Or c’est, à mes yeux, le premier mérite de Shoah, que de faire entrer en nous ces voix, ces regards et ces visages, dont nous retiendrons longtemps certains des noms. Et cela sans pathos, sans l’appui d’une seule image « insoutenable » ni l’ombre des effets dramatiques à la manière d 'Holocauste.
En outre, la méthode d’investigation de Claude Lanzmann est aussi exceptionnelle qu’inédite, qui tend a cerner progressivement les faits en faisant se recouper les dépositions. Ainsi, patiemment mis en confiance par l’enquêteur (qui s’est présenté à lui comme un banal chercheur enhistoire), l’ex-SS de Treblinka, Franz Suchomel, va-t-il compléter let émoignage d’Abraham Bomba, coiffeur Juif du camp. Celui-ci, interrogé dans son échoppe, en Israël, mime les gestes avec lesquels, en toute hâte, il rasait les futurs suppliciés. Et celui-là de raconter comment, à l’autre bout de la « chaîne », il réceptionnait les cadavres à la sortie de la chambre à gaz, agglutinés «comme des pommes de terre ».
Un mythe?
D’aucuns ont proposé, à l’occasion de la triste « affaire Paschoud », enseignante lausannoise d’extrême-droite qui avait émis des doutes sur l’ampleur du génocide, de montrer Shoah dans les écoles. Ils avaient mille fois raison. Et probablement eût-il été plus éclairant — et pédagogique — d’inviter alors Mariette Paschoud à s’expliquer clairement sur ses « doutes » en la confrontant aux témoignages sans haine de Simon Srebnik ou de Filip Muller, ou encore à celui de tel haut responsable allemand des trains de la mort, au lieu de la traiter comme une pestiférée.
Questions
Enfin il y a, je crois, un bon usage de Shoah, qui ne passe pas forcément par l’adhésion aveugle à toutes les interprétations de Claude Lanzmann. Ce n’est pas, ainsi, entamer l’immense mérite de celui-ci que de poser, à propos de son film, trois questions.

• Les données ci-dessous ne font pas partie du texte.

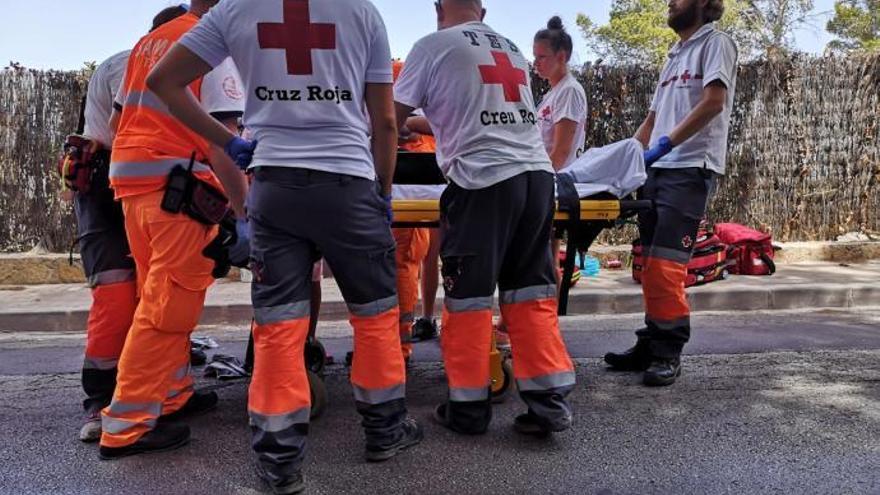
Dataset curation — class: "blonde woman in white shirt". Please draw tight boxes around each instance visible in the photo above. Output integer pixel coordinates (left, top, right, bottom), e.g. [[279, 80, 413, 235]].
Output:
[[533, 17, 587, 290]]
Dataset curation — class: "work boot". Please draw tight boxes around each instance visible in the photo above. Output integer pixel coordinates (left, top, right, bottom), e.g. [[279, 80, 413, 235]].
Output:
[[605, 339, 651, 371], [366, 418, 424, 462], [79, 411, 101, 443], [411, 318, 440, 342], [98, 423, 189, 461], [642, 358, 681, 387], [257, 461, 306, 495], [513, 411, 571, 437], [159, 390, 220, 423]]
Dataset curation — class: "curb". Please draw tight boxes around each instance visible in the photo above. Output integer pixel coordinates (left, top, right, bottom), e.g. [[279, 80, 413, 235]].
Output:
[[0, 284, 880, 332]]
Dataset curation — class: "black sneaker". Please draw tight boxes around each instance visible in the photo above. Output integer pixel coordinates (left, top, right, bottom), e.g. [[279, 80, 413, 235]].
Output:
[[257, 461, 306, 495], [366, 418, 424, 462], [411, 318, 440, 342], [513, 412, 571, 437], [98, 423, 189, 461], [605, 340, 651, 371], [642, 358, 681, 387], [189, 349, 208, 366], [159, 390, 219, 423]]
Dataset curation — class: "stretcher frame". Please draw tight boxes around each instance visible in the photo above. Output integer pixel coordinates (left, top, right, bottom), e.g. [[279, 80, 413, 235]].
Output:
[[392, 199, 653, 316]]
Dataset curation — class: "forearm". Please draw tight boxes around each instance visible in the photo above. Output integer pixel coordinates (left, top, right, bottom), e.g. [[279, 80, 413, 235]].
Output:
[[209, 146, 248, 219], [151, 85, 235, 148], [669, 100, 724, 146], [373, 120, 397, 196], [633, 112, 656, 148]]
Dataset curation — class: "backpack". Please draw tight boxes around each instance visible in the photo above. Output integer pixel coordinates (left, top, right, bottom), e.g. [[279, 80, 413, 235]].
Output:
[[715, 223, 776, 275], [632, 229, 730, 287]]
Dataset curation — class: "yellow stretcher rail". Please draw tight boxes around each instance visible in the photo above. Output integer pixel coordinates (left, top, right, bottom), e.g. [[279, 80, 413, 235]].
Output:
[[394, 199, 622, 226]]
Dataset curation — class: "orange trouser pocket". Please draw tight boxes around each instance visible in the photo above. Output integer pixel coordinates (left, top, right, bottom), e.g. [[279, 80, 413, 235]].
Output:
[[440, 306, 492, 402], [350, 306, 406, 404], [642, 257, 690, 322]]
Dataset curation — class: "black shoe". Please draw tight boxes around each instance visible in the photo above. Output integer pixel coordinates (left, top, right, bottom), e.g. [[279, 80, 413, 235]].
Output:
[[513, 412, 571, 437], [159, 390, 219, 422], [411, 318, 440, 342], [366, 418, 425, 462], [642, 358, 681, 387], [98, 423, 189, 461], [189, 349, 208, 366], [605, 340, 651, 371], [257, 461, 306, 495]]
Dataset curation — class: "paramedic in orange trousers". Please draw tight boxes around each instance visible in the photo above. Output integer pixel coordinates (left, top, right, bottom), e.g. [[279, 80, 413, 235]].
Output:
[[100, 0, 247, 459], [605, 0, 737, 386], [150, 0, 422, 493]]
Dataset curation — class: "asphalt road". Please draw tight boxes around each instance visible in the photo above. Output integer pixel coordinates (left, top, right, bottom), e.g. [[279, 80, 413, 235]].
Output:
[[0, 311, 880, 494]]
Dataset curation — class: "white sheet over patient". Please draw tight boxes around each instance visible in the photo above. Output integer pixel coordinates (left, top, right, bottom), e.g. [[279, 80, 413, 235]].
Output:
[[392, 139, 648, 200], [560, 139, 648, 198]]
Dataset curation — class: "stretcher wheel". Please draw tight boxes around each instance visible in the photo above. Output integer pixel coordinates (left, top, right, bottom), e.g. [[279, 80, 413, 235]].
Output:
[[306, 370, 327, 419], [305, 337, 327, 375], [492, 359, 513, 404]]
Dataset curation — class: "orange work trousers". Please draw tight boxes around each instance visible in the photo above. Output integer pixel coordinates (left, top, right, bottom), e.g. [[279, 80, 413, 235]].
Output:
[[392, 229, 431, 359], [101, 191, 217, 447]]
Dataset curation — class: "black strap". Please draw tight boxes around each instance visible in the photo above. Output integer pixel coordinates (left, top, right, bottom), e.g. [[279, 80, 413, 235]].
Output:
[[761, 253, 776, 275], [76, 93, 88, 135], [556, 174, 581, 316]]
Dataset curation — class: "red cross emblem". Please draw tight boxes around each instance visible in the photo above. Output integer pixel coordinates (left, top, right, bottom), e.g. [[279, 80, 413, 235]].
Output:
[[679, 70, 694, 84], [479, 52, 527, 102], [257, 0, 336, 76]]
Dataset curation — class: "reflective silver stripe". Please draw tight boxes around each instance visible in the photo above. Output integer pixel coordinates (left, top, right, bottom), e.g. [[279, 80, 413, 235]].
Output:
[[124, 91, 171, 115], [248, 407, 311, 433], [647, 246, 691, 265], [501, 285, 556, 304], [101, 416, 156, 435], [174, 362, 192, 380], [348, 295, 397, 318], [351, 383, 406, 405], [89, 268, 136, 289], [110, 158, 211, 178], [83, 356, 119, 371], [168, 385, 195, 399], [254, 300, 309, 325], [109, 400, 162, 416], [443, 296, 492, 313], [449, 384, 489, 402], [516, 371, 575, 392], [646, 316, 691, 330]]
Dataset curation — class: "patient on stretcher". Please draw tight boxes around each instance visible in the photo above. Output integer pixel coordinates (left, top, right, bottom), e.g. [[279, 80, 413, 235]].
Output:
[[392, 139, 647, 200]]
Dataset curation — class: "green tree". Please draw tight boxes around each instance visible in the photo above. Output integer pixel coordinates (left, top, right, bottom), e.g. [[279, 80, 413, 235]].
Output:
[[827, 0, 880, 51], [578, 0, 816, 65]]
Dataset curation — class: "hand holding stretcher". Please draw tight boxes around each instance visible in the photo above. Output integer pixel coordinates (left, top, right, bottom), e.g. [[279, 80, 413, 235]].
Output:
[[392, 139, 653, 315]]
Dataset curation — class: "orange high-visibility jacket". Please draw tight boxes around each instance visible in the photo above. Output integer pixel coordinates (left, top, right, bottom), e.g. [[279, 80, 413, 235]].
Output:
[[110, 14, 220, 198]]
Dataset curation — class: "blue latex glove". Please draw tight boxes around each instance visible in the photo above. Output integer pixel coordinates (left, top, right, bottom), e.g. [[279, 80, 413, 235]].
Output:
[[645, 136, 675, 168], [223, 136, 257, 170], [382, 194, 394, 225], [229, 219, 251, 268]]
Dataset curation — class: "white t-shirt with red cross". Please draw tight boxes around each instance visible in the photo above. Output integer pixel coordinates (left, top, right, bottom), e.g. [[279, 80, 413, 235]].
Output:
[[394, 22, 553, 189], [180, 0, 392, 179], [538, 73, 587, 170]]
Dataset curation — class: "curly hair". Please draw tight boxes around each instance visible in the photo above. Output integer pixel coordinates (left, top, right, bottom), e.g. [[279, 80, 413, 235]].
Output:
[[703, 0, 724, 22]]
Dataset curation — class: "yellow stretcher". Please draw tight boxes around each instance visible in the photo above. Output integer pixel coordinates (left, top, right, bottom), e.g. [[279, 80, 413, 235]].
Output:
[[394, 199, 624, 227]]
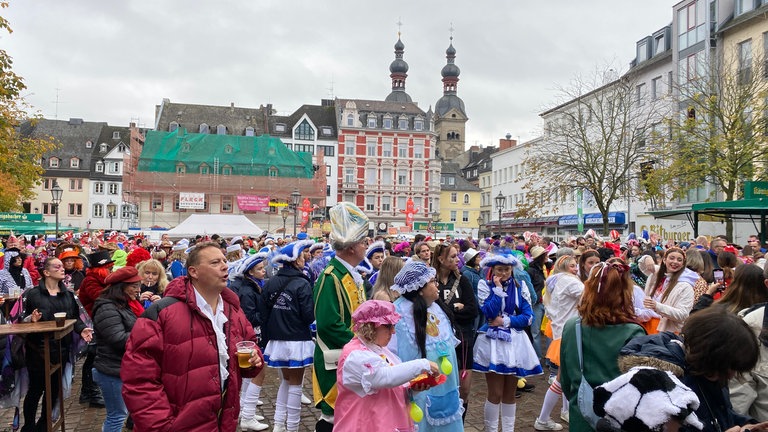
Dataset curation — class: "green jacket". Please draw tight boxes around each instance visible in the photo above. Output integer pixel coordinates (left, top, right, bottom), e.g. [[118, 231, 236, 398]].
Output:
[[560, 317, 645, 432]]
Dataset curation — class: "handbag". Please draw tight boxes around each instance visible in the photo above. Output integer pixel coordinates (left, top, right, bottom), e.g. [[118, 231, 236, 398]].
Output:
[[576, 318, 600, 429]]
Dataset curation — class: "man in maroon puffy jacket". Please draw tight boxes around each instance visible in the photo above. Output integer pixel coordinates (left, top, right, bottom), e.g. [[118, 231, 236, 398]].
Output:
[[120, 243, 263, 432]]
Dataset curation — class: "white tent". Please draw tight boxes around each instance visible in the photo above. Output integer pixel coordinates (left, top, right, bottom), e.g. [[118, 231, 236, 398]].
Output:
[[165, 214, 262, 238]]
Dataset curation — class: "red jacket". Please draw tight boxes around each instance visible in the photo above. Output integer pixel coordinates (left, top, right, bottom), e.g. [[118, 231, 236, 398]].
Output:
[[120, 276, 261, 432]]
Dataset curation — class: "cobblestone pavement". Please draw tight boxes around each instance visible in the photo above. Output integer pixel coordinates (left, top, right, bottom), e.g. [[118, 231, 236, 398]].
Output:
[[0, 362, 568, 432]]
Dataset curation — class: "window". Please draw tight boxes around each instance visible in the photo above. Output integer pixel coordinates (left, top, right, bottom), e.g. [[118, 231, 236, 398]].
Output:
[[413, 143, 424, 159], [221, 195, 234, 213], [397, 170, 408, 185], [365, 168, 376, 185], [344, 137, 355, 155], [67, 203, 83, 216], [150, 194, 163, 211], [739, 39, 752, 85], [381, 141, 392, 157], [296, 120, 315, 141], [344, 168, 355, 184]]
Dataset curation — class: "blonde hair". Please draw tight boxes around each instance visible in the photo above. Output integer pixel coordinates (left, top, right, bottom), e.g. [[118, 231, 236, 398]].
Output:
[[136, 258, 168, 294]]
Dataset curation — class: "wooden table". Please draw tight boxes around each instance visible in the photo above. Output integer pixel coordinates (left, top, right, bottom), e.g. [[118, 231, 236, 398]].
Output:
[[0, 319, 76, 432]]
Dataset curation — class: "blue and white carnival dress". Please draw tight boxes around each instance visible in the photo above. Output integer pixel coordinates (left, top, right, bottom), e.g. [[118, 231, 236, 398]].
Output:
[[472, 278, 542, 377], [388, 297, 464, 432]]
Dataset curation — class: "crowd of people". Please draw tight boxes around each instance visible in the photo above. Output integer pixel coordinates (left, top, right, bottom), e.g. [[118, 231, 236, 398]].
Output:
[[0, 212, 768, 432]]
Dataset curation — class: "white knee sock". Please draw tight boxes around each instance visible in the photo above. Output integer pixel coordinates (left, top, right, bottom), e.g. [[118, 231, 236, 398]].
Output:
[[286, 385, 301, 432], [240, 383, 261, 419], [501, 403, 517, 432], [483, 400, 499, 432], [539, 379, 563, 423], [275, 380, 288, 427]]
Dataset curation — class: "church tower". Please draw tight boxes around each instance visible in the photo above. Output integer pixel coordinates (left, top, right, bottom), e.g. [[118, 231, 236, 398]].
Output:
[[434, 36, 467, 160]]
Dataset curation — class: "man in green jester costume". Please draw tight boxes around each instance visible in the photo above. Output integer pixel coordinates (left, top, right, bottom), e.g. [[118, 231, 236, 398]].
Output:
[[312, 202, 368, 432]]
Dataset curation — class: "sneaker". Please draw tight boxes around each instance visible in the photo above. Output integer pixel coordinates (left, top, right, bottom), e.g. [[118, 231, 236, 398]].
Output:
[[533, 419, 563, 430], [240, 417, 269, 431]]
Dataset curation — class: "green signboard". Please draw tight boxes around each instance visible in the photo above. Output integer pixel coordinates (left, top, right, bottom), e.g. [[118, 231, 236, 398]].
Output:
[[0, 213, 43, 222], [413, 222, 454, 231]]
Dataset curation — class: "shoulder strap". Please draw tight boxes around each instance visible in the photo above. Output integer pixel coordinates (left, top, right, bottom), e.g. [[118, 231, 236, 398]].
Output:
[[141, 297, 181, 321]]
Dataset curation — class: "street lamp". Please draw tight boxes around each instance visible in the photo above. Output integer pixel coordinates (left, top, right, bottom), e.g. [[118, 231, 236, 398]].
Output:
[[280, 207, 291, 235], [291, 189, 301, 238], [107, 200, 117, 231], [494, 191, 507, 234], [51, 179, 64, 240]]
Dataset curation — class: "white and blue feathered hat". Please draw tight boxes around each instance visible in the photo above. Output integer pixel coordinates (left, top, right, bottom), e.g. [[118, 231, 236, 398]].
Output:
[[365, 240, 384, 259], [480, 248, 523, 269], [237, 248, 269, 275], [392, 259, 437, 294], [355, 258, 373, 274], [272, 240, 315, 264]]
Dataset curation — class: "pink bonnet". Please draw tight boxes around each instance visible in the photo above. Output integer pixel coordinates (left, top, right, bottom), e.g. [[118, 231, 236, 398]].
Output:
[[352, 300, 400, 331]]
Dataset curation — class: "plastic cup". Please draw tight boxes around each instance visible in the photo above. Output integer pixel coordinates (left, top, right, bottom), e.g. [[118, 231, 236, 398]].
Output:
[[235, 341, 256, 369], [53, 312, 67, 327]]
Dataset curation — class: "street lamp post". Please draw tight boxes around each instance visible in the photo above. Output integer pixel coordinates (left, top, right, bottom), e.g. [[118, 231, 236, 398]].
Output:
[[494, 191, 507, 235], [107, 200, 117, 231], [280, 207, 291, 235], [291, 189, 301, 238], [51, 179, 64, 239]]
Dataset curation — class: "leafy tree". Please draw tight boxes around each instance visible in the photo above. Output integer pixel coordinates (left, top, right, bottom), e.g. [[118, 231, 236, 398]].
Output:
[[657, 49, 768, 238], [0, 2, 56, 211], [518, 69, 660, 233]]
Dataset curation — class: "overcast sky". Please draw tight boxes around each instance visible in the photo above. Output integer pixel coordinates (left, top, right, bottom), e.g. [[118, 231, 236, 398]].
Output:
[[0, 0, 677, 145]]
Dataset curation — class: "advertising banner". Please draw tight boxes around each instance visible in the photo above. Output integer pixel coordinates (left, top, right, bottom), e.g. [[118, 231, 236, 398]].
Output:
[[237, 195, 270, 212], [179, 192, 205, 210]]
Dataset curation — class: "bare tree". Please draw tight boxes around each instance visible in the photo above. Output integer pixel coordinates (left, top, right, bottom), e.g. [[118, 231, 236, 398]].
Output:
[[519, 69, 659, 233]]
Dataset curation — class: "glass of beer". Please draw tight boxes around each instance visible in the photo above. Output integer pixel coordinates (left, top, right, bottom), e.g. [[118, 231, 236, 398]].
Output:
[[235, 341, 256, 369]]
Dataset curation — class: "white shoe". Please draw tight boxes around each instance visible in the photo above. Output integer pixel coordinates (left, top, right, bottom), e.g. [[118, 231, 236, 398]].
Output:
[[240, 417, 269, 431], [533, 419, 563, 430]]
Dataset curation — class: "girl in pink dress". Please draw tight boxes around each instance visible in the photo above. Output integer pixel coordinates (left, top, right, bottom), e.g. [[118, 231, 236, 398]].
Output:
[[333, 300, 440, 432]]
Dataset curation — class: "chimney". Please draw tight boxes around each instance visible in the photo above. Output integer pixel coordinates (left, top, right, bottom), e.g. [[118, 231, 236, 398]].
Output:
[[499, 133, 517, 150]]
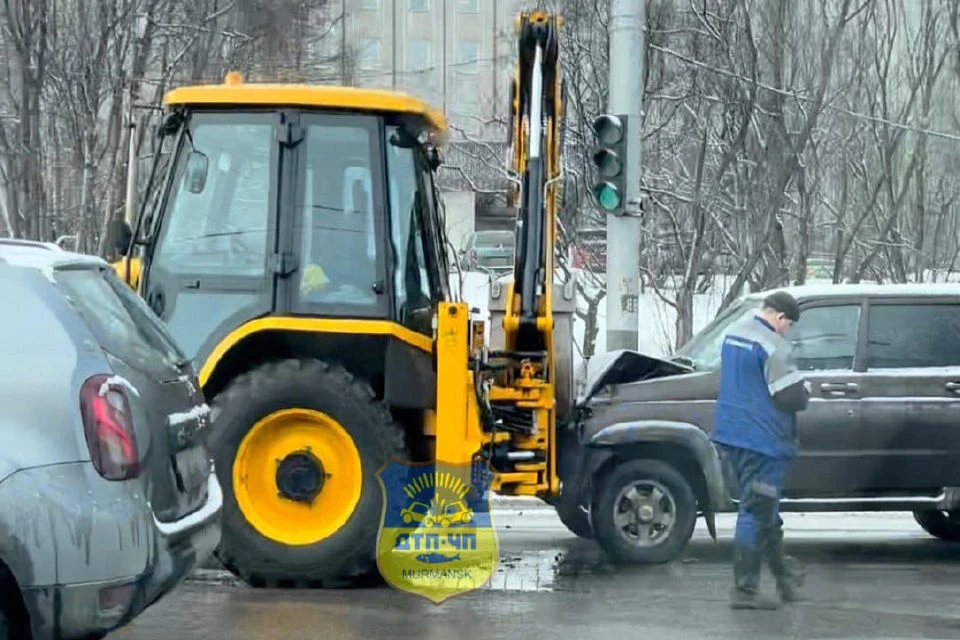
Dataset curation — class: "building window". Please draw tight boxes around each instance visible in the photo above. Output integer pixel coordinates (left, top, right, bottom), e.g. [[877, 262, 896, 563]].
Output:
[[455, 78, 480, 118], [359, 39, 380, 69], [457, 42, 480, 73], [407, 40, 431, 71]]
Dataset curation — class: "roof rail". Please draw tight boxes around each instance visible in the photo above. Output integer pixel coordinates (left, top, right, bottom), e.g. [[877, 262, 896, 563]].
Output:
[[0, 238, 63, 251]]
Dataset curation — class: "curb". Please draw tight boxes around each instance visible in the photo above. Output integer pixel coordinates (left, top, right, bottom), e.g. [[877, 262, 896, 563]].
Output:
[[490, 496, 553, 509]]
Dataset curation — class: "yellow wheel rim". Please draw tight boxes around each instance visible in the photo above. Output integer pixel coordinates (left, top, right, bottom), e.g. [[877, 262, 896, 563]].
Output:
[[233, 409, 363, 545]]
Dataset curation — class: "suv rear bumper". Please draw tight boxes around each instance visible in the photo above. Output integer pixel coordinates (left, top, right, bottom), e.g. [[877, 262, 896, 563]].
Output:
[[22, 469, 223, 640]]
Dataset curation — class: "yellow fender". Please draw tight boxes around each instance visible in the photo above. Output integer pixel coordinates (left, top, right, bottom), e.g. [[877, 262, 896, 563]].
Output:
[[110, 258, 140, 291]]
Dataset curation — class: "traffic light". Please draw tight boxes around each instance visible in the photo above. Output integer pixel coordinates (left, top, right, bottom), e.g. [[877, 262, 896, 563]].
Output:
[[593, 114, 627, 214]]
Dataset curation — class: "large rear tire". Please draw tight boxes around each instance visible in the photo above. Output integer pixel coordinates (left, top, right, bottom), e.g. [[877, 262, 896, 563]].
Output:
[[209, 360, 406, 587]]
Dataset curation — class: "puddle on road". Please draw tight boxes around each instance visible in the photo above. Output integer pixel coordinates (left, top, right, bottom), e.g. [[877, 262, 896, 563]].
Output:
[[484, 549, 565, 592]]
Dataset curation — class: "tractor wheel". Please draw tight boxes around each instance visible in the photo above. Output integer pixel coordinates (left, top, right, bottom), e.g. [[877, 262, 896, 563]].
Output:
[[209, 360, 406, 587]]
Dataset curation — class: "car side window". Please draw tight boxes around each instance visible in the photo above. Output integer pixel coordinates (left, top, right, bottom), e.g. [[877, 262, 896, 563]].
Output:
[[788, 304, 860, 371], [867, 304, 960, 369]]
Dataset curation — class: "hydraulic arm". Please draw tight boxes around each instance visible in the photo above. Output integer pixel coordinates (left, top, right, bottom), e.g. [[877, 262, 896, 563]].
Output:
[[436, 12, 563, 497]]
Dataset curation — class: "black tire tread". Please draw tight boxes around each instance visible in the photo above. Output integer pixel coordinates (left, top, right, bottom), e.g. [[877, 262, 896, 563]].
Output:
[[591, 459, 697, 564], [913, 511, 960, 542], [211, 359, 406, 588]]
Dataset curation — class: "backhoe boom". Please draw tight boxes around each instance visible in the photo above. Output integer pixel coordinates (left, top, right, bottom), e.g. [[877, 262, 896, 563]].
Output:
[[436, 12, 563, 497]]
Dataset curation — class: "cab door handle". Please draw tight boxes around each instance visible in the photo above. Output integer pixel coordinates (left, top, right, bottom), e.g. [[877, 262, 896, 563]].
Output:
[[820, 382, 860, 396]]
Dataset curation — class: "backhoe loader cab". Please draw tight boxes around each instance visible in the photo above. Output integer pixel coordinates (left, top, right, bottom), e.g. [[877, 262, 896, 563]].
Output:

1. Les juifs furent-ils les seuls à être exterminés par les nazis ? C’est ce qu’on pourrait croire en voyant Shoah. Nous comprenons, évidemment, le point de vue exclusif du réalisateur. Mais une contribution à la connaissance aussi décisive peut-elle être sélective ? Et le massacre des tsiganes, homosexuels et autres « dégénérés» devait-il être passé ici sous complet silence ?
2. L’image des Polonais que reflète Shoah correspond-elle fidèlement à la réalité ? On sait que le film a fait scandale en Pologne, dont les autorités ont protesté avec véhémence. Mais ce que le public occidental ignore, c’est qu’en dépit de sa focalisation tendancieuse, le film de Lanzmann a suscité un débat de fond, comme en témoigne Jean-Charles Szurek dans une étude substantielle ( «L’autreEurope», No 10. Août 1986. Shoah , de la question juive à la questionpolonaise).
Il en ressort, d’une part, que l’indifférence de la majorité des Polonais au sort des juifs paraît indéniable mais, d’autre part, qu’une nouvelle prise de conscience du problème s’affirme très vivement aujourd’hui, dont Lanzmann ne rend aucunement compte.
3. L’assimilation du vieil antagonisme entre juifs et chrétiens, et de l’antisémitisme païen de l’idéologie nazie, est- elle légitime ? Et le plan général du film, qui établit une relation linéaire de cause à effet entre l’apparition des ghettos et la solution finale, est-il effectivement défendable ? Ces trois questions ne visent pas, une fois encore, à minimiser la portée de Shoah, mais devraient nous inciter, au-delà de la haine, à tenter de mieux comprendre le processus « opaque et mystérieux » qui a conduit tant d’innocents à la mort.
L’édito de JLK :
La spirale du meurtre
Du génocide perpétré par les nazis contre une partie de son peuple, le philosophe Vladimir Jankélévitch parle comme d’un « crime imprescriptible ». Le pardon, selon lui, est mort dans les camps de concentration.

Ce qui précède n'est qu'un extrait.